PRO TIP: When speaking to a supplier ask how long the model has been in production and if there are any known changes coming up.
Podiatry chair manufacturers
Many of the world best chairs and couches are manufactured in country’s like the UK, Germany, Holland, Spain and Italy. Some of the more well known companies include:
- Plinth 2000 (uk) – A long established couch companies based in Suffolk. They are one of the industries most well known podiatry chair brands.
- Seers Medical (uk) – Made up from some of the original Huntley Akron group, Seers offer a high quality medical couch range including podiatry.
- Dancohr (Holland) – Supplying one of the most well know models the Amsterdam, this dutch supplier has been in the podiatry market for over 20 years.
- SMD (Italy) – A high quality range of dental equipment adapted for the podiatry market. Specialists in in-built cabinets.
- Euroclinic (Italy) – Another Italian manufacturer with a range of stylish clinic furniture.
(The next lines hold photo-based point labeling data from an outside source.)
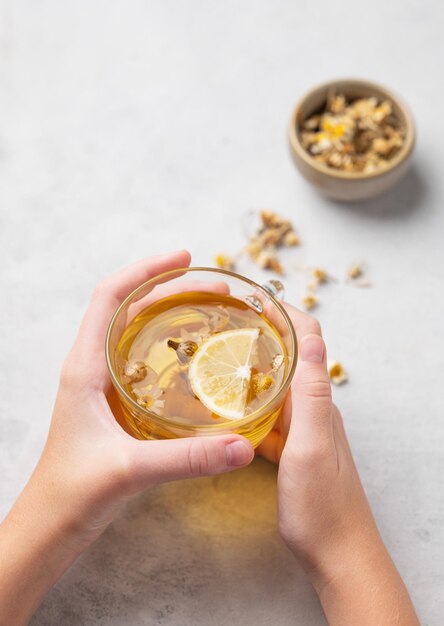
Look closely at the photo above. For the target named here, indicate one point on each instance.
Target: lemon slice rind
(220, 371)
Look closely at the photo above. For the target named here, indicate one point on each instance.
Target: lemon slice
(220, 371)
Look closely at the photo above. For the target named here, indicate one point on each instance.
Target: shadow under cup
(146, 424)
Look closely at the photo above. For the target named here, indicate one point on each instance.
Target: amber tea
(197, 359)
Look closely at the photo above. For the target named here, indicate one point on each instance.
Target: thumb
(311, 396)
(172, 459)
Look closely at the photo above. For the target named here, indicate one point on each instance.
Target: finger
(87, 358)
(154, 462)
(303, 323)
(272, 446)
(112, 291)
(163, 291)
(311, 427)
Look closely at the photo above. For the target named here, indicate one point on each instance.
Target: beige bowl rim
(399, 158)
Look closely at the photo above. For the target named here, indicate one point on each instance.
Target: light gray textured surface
(128, 128)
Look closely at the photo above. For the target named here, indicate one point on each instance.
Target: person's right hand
(324, 515)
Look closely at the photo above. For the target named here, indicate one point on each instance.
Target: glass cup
(146, 424)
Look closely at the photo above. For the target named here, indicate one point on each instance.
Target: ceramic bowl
(350, 186)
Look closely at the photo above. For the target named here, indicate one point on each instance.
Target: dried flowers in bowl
(352, 139)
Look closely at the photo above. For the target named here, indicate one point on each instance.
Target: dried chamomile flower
(336, 372)
(355, 271)
(149, 398)
(277, 362)
(184, 350)
(134, 372)
(218, 320)
(261, 382)
(319, 275)
(224, 262)
(269, 261)
(291, 239)
(353, 136)
(273, 232)
(149, 394)
(309, 301)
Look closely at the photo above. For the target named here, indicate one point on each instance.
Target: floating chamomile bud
(261, 382)
(277, 362)
(135, 372)
(184, 349)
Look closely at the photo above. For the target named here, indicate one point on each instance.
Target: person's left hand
(90, 464)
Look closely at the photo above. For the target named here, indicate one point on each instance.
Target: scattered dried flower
(336, 372)
(271, 233)
(354, 136)
(319, 275)
(355, 271)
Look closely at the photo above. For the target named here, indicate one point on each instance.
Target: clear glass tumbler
(191, 283)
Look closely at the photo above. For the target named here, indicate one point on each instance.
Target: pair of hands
(90, 466)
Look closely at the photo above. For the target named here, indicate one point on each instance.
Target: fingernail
(312, 349)
(238, 453)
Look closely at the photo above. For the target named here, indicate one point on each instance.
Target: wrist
(363, 552)
(361, 585)
(36, 547)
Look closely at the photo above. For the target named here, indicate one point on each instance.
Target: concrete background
(129, 128)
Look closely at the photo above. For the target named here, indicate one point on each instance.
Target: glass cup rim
(207, 427)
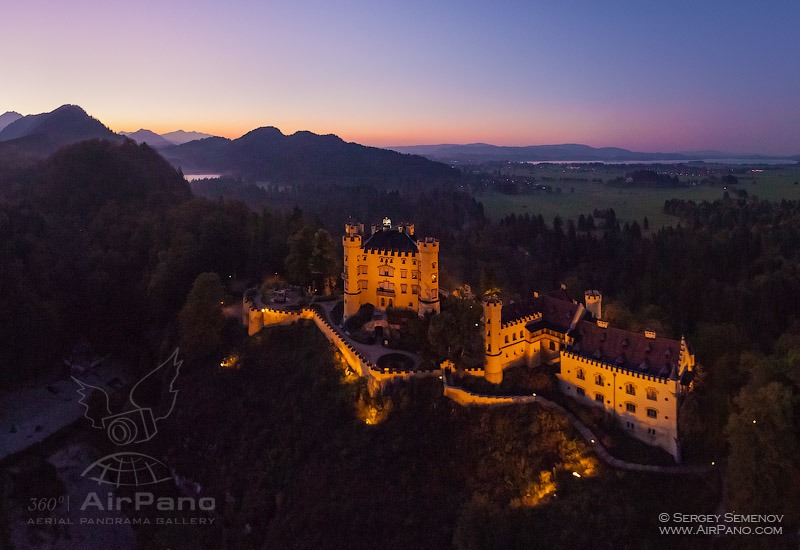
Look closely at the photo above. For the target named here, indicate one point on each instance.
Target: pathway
(492, 400)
- Namrol (Spain) – A budget conscious European brand that’s taken a foot hold in the UK market due to it’s attractive price point to features.
- Berchtold (Germany) – A well known podiatry drill supplier that also sell the successful Europa and Mayfair patient chairs.
These are just a small selection of some of the more well known manufacturers. The ability to purchase may require a distributor or supplier in your country.
Export is possible in most countries but consideration must be made to availability of spare parts. It’s often easier and less hassle to work with an established UK supplier.
It’s unfortunate that a lot of UK suppliers struggle to respond to spare part requests due to the large range of products supplied over the last few years.
Where can you find Podiatry Chairs for Sale?
There’s a lot of choices if your looking for a podiatry chair for sale, as you’ll see from the list of manufacturers above. Most of the main podiatry chair manufacturers are located abroad and work with the main UK suppliers to distribute their products.
A good quality couch or chair is a necessary investment for any professional podiatry practice. The type and cost can vary depending on budget and requirements. Spending a little time researching the various makes and models with the possibility of a test drive first can ensure you make the right choice.
Do you use a podiatry couch or chair, what did you buy and why?
Have you found a make or model particularly good?